Sirius watched Artemis walk away, his lips still warm where her lips had pressed against his, unaware of James next to him saying something about it only being a couple weeks, even if it would seem like eternity. Sirius was more concerned with the sinking feeling in his stomach as she walked away; it wasn't exactly sadness, though he was rather sad to be parted from her (not that he, you know, was in love with her or anything; because he wasn't) but more like one of those feelings that you get right before something bad happens.
In the end, Sirius decided that it must just be the way she felt about the situation; maybe her obvious fear of her father (however she tried to hide it) was finally getting to him. And anyways, Sirius would see her over break, he would make sure of that. He would know if anything was wrong with her.

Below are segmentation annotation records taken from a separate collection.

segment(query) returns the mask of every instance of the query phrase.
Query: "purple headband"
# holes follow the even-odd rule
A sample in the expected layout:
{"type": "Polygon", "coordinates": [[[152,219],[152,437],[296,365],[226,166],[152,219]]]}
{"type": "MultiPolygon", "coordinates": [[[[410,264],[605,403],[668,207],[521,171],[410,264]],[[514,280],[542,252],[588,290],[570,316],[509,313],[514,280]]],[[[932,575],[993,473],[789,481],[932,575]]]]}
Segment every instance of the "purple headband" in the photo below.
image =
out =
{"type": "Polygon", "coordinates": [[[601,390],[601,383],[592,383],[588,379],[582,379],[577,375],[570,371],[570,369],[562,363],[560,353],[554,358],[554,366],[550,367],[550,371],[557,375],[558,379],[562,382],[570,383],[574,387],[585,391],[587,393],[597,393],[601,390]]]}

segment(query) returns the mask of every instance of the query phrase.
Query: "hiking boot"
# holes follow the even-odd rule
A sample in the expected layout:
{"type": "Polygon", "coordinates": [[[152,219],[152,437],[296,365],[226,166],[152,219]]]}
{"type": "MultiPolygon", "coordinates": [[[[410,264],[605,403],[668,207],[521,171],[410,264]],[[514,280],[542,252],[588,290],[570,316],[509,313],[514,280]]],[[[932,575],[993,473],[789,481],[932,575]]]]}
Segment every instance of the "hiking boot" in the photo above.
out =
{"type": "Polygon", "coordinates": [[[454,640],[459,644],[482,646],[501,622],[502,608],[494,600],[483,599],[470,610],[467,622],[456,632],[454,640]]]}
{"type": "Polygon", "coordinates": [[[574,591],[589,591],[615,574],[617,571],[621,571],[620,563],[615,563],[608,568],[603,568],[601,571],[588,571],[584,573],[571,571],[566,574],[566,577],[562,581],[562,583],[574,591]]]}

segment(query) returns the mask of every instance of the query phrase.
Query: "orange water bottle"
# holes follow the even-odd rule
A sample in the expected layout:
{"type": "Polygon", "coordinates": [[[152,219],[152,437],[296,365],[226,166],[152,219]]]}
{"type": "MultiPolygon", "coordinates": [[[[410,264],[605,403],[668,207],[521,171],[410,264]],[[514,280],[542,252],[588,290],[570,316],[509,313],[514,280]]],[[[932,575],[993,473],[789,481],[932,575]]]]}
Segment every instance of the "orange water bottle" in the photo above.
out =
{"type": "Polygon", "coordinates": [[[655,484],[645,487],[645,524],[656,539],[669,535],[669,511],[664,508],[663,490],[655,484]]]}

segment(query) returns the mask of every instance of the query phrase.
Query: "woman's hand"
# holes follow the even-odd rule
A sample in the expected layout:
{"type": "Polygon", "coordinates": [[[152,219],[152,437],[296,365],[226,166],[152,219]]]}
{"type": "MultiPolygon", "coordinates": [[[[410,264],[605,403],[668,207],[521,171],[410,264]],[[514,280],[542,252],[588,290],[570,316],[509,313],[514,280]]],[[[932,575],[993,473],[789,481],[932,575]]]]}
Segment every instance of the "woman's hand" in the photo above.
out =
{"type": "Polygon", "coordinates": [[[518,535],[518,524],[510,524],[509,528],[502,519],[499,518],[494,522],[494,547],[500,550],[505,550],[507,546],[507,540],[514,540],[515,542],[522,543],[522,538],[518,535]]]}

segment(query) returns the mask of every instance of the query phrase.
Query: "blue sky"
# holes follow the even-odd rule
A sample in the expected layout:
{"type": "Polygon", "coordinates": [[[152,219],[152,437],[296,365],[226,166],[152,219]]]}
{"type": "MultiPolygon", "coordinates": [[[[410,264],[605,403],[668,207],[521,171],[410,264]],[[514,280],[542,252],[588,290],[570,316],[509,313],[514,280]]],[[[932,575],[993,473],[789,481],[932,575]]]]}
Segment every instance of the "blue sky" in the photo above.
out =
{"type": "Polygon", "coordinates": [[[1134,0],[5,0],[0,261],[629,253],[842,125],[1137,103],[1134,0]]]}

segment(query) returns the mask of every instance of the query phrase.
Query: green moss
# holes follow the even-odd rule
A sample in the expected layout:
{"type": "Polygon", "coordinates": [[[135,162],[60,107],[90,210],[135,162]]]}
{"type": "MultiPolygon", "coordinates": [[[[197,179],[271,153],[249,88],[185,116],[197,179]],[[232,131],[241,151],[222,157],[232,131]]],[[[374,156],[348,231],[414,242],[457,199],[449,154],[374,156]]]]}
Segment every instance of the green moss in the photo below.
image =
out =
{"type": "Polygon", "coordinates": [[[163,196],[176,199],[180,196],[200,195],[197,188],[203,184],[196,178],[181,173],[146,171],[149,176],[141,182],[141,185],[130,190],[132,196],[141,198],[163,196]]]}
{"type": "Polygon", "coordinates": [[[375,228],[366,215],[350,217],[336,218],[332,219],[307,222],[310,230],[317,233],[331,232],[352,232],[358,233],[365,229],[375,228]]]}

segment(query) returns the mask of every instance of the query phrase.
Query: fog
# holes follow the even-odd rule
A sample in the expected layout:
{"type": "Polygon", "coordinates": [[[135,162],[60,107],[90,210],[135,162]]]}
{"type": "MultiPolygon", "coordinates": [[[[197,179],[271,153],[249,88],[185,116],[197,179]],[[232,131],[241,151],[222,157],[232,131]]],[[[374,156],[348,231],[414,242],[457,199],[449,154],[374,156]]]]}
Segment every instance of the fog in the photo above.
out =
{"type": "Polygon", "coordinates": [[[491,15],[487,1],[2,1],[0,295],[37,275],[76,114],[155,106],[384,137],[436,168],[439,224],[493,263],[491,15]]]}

But why was the fear emanating from her, growing deeper as she walked away, so much more than just the fear of a scolding from a parent. What did Marcus Gaunt do to her to make her the way she was? Or was she just purely exaggerating.
"Sirius!" James yelled, punching his best mate in the arm and bringing him from his stupor. Sirius rubbed his upper arm and scowled at James. "You ready mate? My parents are right over there." Sirius nodded and gave Artemis one last glance.
"It'll be alright," he whispered to himself softly, earning himself a worried look from James; then he put his girlfriend from his mind and followed James into Christmas Holidays.